Interface Neckline of Fashion Fabric

Having learned my lesson on past projects that ended up with stretched out necks, I interfaced the fashion fabric and the lining at the neckline and armscyes.  The neckline feels firm and like it will stay in shape.

To make my quilting cotton a bit firmer I also interfaced the entire midriff.  This turned out to be a good decision.  Although I have totally adequate ease in the midriff (nearly 2 inches), the midriff has arrows radiating from the side seam toward the center.  When I lift up the neckline the arrows disappear, so I think they are due to the weight of the skirt on the midriff rather than the fit (good thing I didn't cut the front skirt in two pieces at the full width and make it even heavier!).  I imagine it would look even worse without the interfacing.  I'm not sure how to solve this problem in the future, except for just using lighter weight fabric so the skirt is not so heavy.
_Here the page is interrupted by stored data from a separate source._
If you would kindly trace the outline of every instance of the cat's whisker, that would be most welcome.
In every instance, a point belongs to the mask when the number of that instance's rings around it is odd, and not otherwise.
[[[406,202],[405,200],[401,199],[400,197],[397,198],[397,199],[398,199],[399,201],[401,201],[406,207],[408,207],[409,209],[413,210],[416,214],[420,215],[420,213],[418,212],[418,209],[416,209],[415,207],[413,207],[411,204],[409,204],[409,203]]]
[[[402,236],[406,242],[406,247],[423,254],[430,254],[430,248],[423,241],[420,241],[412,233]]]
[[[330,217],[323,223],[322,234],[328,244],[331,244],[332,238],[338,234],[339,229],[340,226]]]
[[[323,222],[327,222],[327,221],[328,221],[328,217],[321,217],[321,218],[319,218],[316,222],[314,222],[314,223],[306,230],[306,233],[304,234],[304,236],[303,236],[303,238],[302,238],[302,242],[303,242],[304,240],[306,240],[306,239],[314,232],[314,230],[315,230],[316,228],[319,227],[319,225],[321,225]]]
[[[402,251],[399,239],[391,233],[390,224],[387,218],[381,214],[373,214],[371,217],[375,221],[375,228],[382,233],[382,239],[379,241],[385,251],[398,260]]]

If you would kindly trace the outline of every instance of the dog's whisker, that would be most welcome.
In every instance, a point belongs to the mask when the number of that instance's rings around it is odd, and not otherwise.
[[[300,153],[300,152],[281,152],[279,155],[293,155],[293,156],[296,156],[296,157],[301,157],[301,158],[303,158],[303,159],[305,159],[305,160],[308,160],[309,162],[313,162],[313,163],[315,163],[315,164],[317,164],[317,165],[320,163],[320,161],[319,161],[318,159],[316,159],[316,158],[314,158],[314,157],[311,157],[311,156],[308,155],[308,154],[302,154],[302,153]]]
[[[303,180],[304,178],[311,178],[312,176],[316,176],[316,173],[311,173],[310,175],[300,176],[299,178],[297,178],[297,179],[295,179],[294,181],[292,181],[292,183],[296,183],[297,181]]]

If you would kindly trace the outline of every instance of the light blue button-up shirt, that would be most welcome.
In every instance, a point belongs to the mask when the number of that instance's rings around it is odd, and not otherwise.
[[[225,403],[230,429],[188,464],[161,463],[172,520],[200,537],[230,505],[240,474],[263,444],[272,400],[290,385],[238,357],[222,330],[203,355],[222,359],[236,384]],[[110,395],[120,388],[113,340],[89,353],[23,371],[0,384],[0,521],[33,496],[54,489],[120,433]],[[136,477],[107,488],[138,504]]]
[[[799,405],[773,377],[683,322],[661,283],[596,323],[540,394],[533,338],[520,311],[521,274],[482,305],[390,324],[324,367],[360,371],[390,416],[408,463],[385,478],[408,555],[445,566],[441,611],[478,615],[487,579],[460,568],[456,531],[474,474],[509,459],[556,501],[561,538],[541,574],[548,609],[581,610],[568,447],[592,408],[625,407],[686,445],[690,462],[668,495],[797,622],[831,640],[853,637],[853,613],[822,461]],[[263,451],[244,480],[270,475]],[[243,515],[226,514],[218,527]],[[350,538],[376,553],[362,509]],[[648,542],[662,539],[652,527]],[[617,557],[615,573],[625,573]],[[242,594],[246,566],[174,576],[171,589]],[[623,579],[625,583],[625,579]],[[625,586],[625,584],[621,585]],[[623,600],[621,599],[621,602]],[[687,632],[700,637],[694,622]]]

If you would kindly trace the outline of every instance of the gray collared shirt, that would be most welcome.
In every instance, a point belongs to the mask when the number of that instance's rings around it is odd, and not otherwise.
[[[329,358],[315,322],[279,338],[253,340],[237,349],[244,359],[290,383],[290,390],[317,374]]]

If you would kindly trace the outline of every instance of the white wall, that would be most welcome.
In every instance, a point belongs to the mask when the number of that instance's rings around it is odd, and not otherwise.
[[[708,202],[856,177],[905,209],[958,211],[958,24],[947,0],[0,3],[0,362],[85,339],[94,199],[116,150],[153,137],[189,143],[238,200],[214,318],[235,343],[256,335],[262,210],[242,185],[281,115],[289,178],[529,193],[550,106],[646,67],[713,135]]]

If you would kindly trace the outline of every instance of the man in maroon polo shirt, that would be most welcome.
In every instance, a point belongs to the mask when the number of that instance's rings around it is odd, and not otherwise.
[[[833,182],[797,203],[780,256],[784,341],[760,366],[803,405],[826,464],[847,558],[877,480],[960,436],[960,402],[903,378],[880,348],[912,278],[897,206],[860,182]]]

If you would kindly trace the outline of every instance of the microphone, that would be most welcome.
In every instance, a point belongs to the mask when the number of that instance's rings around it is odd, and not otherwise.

Assembled Front and Back Separately

Because I'm a little out of practice in sewing the Big 4, I wasn't sure how this would fit.  To give myself maximum possible adjustability, I assembled the front and back as separate units (the front and back bodice need to be separate anyway to do an all-machine clean-finish lining) so I could adjust along the side seam on the bodice, midriff, and skirt as needed.  As it happens, apparently the sizing hasn't changed at Butterick, because it was perfect with the seam allowances as drafted (I cut an 8 at the shoulders/bust and a generous 10 at the waist).




Front Bodice Closeup





The final bodice fit is very good.  The bust fits well (though it definitely has ease) and is flattering.  I should have taken a tiny bit more length out of the front neckline, which sits away from the body a little bit.  The neckline is also surprisingly low, lower than conveyed on the model I think.  I might raise it up 1/2 inch next time.

With Hat



All in all, a fun sundress for our cool summer!  I had a little fun with pulling out one of my hats for a vintage style look.  With the width of the shoulder this would be easy enough to pop sleeves on for a Fall/Winter look, though I'd probably go with a less voluminous skirt rather than the wide pleated sundress look.

All photos are here and the pattern review is here.